Potential biomarkers for BC diagnosis

In order to find out candidate biomarkers from 19 identified differential metabolites, we carried out random forest (RF), support vector machine (SVM) and boruta analysis in sequence. First, we got union set between top 10 metabolites from RF and top 10 metabolites from SVM, which were employed to carry out further selection of potential biomarkers using boruta analysis. In this study, the result of the boruta algorithm for selecting the most important metabolites is shown in Fig. 6, and a total of 11 metabolites, namely glycochenodeoxycholic acid (GCDCA), adenosine monophosphate (AMP), 5-Aminolevulinic acid, myristic acid, chenodeoxycholic acid (CDCA), salicyluric acid, proline, N-Acetylserine, picolinic acid, hydroxypropionic acid and 4-Hydroxybenzoic acid, were labeled as “Confirmed”, which could be used for model building and prediction. These 11 selected potential biomarkers were further combined by logistic regression (LR) model to build the biomarker panel, and the final receiving operator characteristic (ROC) curve is shown in Fig. 7. It can be observed that the biomarker panel had an area under the curve (AUC) of 0.983 and the values of sensitivity and specificity reached 95.3% and 100% at the best cut-off points.

Fig. 6

Relative importance (RI) of metabolites calculated by boruta algorithm

Fig. 7

Receiver operating characteristic (ROC) curve of a logistic regression model for distinguishing BCs from HCs by using 11 potential biomarkers conjunctively

Discussion

Bladder cancer is one of the most prevalent malignancies of the urinary system, which is related to multiple factors, such as genetic susceptibility, environmental exposure as well as unhealthy lifestyles [5]. In recent years, there is a trend of increased incidence and mortality worldwide for BC [28, 29]. As is known, metabolomics has proved to be a powerful technique for investigating the variation of endogenous small molecules during life activities in a high-throughput mode [10], which could help us to identify potential metabolic biomarkers and study possible mechanisms for BC. Because bladder is a temporary storage of urine and the urinary metabolic characteristics could closely reveal changes that occur during pathological conditions, urinary metabolomics has some advantages over other biological fluids, such as noninvasive collection and convenient storage. In the present study, a nontargeted UPLC-MS method was applied to profile the metabolites of urine from 29 BC patients and 15 healthy subjects. A group of 19 metabolites was discovered as differently expressed biomarkers, which mainly related to phenylacetate metabolism, propanoate metabolism, fatty acid metabolism, pyruvate metabolism, etc. (Table 3). In addition, the combination of 11 potential biomarkers showed an excellent discrimination capability of BCs from HCs, which could be potentially used for clinical diagnosis, prognosis monitoring, and early detection of BC patients.
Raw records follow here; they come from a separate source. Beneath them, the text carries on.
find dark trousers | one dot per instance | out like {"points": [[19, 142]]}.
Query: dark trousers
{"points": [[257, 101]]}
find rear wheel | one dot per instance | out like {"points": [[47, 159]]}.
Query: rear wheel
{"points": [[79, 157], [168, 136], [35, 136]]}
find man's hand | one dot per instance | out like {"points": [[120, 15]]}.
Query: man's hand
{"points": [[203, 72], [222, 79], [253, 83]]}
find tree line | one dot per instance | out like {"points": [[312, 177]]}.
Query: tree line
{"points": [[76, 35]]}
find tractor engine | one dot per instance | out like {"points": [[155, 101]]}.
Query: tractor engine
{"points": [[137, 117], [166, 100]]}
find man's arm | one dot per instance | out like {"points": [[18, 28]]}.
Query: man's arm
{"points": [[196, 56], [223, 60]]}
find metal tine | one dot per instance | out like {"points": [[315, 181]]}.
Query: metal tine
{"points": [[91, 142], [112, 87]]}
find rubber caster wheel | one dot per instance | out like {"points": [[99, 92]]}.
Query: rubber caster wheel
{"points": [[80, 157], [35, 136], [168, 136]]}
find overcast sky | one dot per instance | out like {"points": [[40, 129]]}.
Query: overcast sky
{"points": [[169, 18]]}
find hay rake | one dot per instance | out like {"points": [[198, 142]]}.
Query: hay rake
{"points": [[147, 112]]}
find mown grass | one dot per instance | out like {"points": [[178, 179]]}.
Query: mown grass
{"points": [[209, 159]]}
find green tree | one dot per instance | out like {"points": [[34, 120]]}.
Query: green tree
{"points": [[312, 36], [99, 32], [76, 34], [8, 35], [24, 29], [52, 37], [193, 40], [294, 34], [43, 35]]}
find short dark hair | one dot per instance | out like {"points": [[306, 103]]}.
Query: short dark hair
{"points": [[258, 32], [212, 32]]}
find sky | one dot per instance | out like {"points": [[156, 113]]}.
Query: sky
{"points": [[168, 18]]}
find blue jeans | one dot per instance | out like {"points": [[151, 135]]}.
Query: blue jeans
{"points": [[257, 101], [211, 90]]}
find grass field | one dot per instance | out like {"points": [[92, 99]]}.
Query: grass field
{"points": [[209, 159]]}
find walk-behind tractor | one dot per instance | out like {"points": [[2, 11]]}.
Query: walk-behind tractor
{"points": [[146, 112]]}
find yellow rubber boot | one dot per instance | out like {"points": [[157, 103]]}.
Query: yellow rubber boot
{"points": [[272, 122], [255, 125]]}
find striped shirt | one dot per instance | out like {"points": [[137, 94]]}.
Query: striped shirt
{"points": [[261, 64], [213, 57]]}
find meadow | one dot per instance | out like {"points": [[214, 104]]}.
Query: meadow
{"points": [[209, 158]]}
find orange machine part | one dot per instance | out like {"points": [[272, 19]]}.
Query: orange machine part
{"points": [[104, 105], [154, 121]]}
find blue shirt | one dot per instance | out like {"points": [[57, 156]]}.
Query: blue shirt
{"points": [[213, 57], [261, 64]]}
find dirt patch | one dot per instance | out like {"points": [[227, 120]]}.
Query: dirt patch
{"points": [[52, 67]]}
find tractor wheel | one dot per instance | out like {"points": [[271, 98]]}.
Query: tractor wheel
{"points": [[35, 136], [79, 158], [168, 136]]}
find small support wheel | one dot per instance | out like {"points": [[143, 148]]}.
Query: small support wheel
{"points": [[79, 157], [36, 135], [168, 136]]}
Significantly altered metabolites and related pathways

Among the 19 differential metabolites, the changes of AMP, glycoursodeoxycholic acid (GUDCA) and palmitoylcarnitine were the most dramatic ones with FC>2. Adenosine monophosphate, known as AMP, is a nucleotide that is found in RNA. AMP can be produced during adenosine triphosphate (ATP) synthesis by the enzyme adenylate kinase urine (Human Metabolome Database). The AMP-activated protein kinase (AMPK) is sensitive to cellular AMP/ATP ratio, in which a high AMP or low ATP level activates AMPK [30, 31]. In the present research, the content of AMP in BCs was higher than that in HCs. AMPK activation could provide a growth advantage to tumor cells by regulating cellular metabolic plasticity, thus providing tumor cells the flexibility to adapt to metabolic stress [32]. The role of core enzyme (AMPK) was analyzed by using Onconmine and cBIO portal. As showed in the following Fig. S3, it was found that the survival probability of Protein Kinase AMP-Activated Catalytic Subunit Alpha 2 (PRKAA2, one sub-type of AMPK) altered patients was relatively lower than those without alteration. Higher expression of AMP could result in the worse survival conditions.
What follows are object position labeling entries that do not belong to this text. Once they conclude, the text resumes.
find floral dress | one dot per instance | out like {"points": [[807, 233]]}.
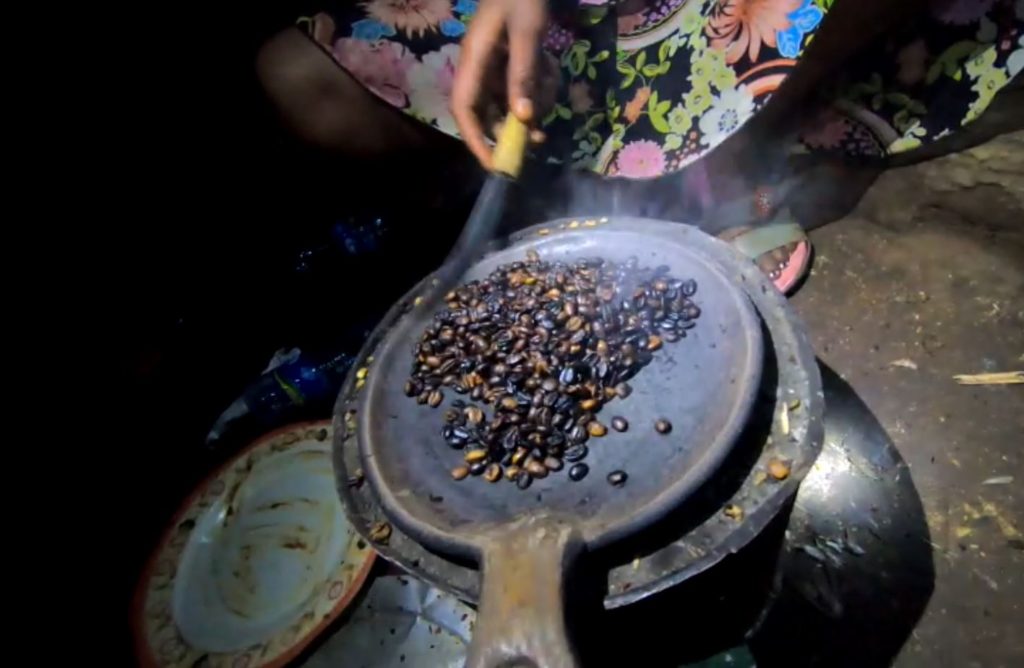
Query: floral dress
{"points": [[649, 86]]}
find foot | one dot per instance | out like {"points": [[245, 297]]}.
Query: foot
{"points": [[772, 262]]}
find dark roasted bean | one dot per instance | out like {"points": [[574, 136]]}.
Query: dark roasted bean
{"points": [[579, 471], [546, 344], [578, 435], [493, 473], [474, 415], [474, 456], [536, 468], [576, 453], [617, 478]]}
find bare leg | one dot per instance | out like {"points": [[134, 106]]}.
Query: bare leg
{"points": [[327, 108]]}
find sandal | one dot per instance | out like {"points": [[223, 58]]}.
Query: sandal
{"points": [[780, 248]]}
The potential biomarkers of GUDCA, CDCA and GCDCA were also belonging to the group of bile acids, and they were all up-regulated in urine from BC patients as compared to the HC group. Bile acids are physiological detergent molecules, so are highly cytotoxic. Meanwhile, it is found that conjugated bile acids can activate the sphingosine 1-phosphate receptor 2 that activates intracellular ERK1/2 and AKT signaling to promote the invasive growth of cholangiocarcinoma, which is commonly associated with chronic cholestasis [33], and overexpression of bile acids in urine might result in worse condition of urinary bladder, even cancer. It was reported that bile acids were implicated as etiologic agents in cancer of the gastrointestinal tract, including cancers of the esophagus, stomach, small intestine, liver, biliary tract, pancreas and colon [34]. The bile acids could generate cellular reactive oxygen species and induce multiple stresses on cells including DNA damage, endoplasmic reticulum stress and mitochondrial damage, which lead to genomic instability, apoptosis, necrosis, autophagic cell death, etc. [35-38].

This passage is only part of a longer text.